🤖 11 tools

AI & LLM Tools.

AI token counters, prompt builders, model comparisons, content detectors, and LLM development utilities.

Working with large language models requires a different mental model than working with traditional software. Models do not have infinite memory, they have context windows measured in tokens. They do not produce deterministic output, they produce probabilistic completions shaped by how you frame your instructions. They have different cost structures, speed characteristics, and output quality depending on the task type. These tools are built specifically for the developers, researchers, and content creators who work with LLMs daily and need practical utilities rather than yet another chatbot interface.

Tokens are the unit of measure for everything LLM-related: input costs, output costs, context window limits, and rate limits. A token is roughly 0.75 English words, but this varies significantly by language, code, and special characters. The token counter shows the exact token count for any text using the specific tokenizer for each model family, which differs between GPT-4, Claude, Gemini, and open-source models. Knowing your token count before making an API call prevents costly surprises when a long document exceeds the model's context window.

The context window visualizer takes this further by showing how a full prompt, including system message, conversation history, and user input, fills the available context. For models with 128k or 200k token windows, this might seem irrelevant, but context window management becomes critical when building applications that maintain conversation history, retrieve documents, or process long inputs. Seeing the visual fill level helps you architect your retrieval and truncation strategies correctly.

Prompt engineering is a learnable craft, and the prompt builders help you apply proven techniques. A well-structured system prompt specifies the model's role, the output format, the constraints, and examples of the desired behavior. The system prompt builder guides you through each component and generates a complete system prompt you can use immediately. The image prompt builder applies the vocabulary and structural patterns that work well for image generation models, covering subject, style, lighting, composition, and negative prompts.

Choosing the right model for a task is a cost-quality-speed trade-off. GPT-4o, Claude Sonnet, and Gemini Pro have different strengths and price points. For a task that runs thousands of times per day, choosing a model that is twice as expensive doubles your infrastructure cost. The model comparison and LLM pricing calculator put the key numbers side by side, including context window size, input cost, output cost, and relative benchmark performance, so you can make an informed decision before committing to an architecture.

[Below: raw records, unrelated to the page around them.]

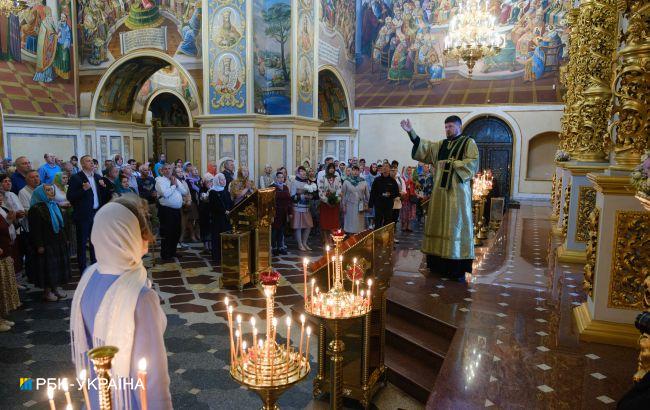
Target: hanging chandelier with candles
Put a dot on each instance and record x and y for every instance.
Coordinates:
(8, 7)
(472, 34)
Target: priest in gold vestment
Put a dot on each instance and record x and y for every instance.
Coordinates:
(448, 232)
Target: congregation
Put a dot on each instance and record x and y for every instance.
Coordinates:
(48, 213)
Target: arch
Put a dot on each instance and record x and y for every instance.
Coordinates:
(175, 93)
(120, 75)
(540, 162)
(337, 74)
(494, 138)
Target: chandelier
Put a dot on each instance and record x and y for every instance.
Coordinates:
(472, 35)
(8, 7)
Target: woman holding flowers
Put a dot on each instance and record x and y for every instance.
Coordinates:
(329, 192)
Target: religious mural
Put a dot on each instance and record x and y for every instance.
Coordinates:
(333, 108)
(402, 44)
(110, 29)
(168, 78)
(227, 56)
(336, 41)
(272, 57)
(37, 53)
(306, 58)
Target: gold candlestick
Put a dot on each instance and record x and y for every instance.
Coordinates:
(102, 358)
(269, 368)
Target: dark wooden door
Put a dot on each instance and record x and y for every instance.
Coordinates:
(494, 139)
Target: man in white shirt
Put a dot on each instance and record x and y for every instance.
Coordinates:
(170, 200)
(25, 195)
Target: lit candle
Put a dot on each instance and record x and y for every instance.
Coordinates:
(307, 345)
(327, 249)
(288, 323)
(302, 332)
(354, 273)
(142, 376)
(66, 391)
(232, 343)
(50, 396)
(84, 386)
(241, 334)
(304, 269)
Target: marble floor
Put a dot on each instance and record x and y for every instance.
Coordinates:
(515, 345)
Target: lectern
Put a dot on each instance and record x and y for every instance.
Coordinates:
(246, 249)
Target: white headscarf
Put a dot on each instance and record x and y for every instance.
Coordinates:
(219, 182)
(118, 246)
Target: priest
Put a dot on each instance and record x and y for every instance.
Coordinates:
(448, 235)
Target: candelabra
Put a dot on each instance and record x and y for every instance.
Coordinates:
(472, 34)
(267, 367)
(481, 187)
(335, 306)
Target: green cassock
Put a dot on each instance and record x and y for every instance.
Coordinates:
(448, 232)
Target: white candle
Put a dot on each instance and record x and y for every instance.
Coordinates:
(66, 391)
(302, 332)
(84, 385)
(304, 269)
(142, 376)
(50, 396)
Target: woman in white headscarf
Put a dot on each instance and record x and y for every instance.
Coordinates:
(220, 204)
(114, 305)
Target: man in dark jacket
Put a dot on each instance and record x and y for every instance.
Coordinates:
(87, 193)
(384, 190)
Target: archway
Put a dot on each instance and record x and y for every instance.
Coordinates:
(118, 88)
(494, 139)
(334, 112)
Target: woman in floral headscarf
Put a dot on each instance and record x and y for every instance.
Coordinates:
(51, 259)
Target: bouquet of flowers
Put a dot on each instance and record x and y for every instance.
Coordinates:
(310, 188)
(562, 156)
(641, 175)
(332, 198)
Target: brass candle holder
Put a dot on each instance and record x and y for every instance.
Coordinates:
(267, 367)
(102, 357)
(336, 306)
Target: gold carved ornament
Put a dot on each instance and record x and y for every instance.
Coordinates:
(586, 204)
(630, 257)
(592, 244)
(565, 209)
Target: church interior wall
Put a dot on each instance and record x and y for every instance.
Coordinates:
(380, 134)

The fine-tuning formatter prepares training data in the JSONL format required by OpenAI's fine-tuning API and similar formats for other providers. Fine-tuning requires pairs of prompts and ideal completions, and the formatting requirements are strict. The tool validates your data structure and exports correctly formatted files, saving the back-and-forth of debugging format errors when submitting a fine-tuning job.

AI content detection tools attempt to identify whether text was written by a human or generated by an AI. These tools work by analysing statistical patterns in word choice, sentence structure, and burstiness, which differs systematically between human writing and LLM output. The results are probabilistic, not definitive, but they give a useful signal when you need to evaluate submitted content for authenticity.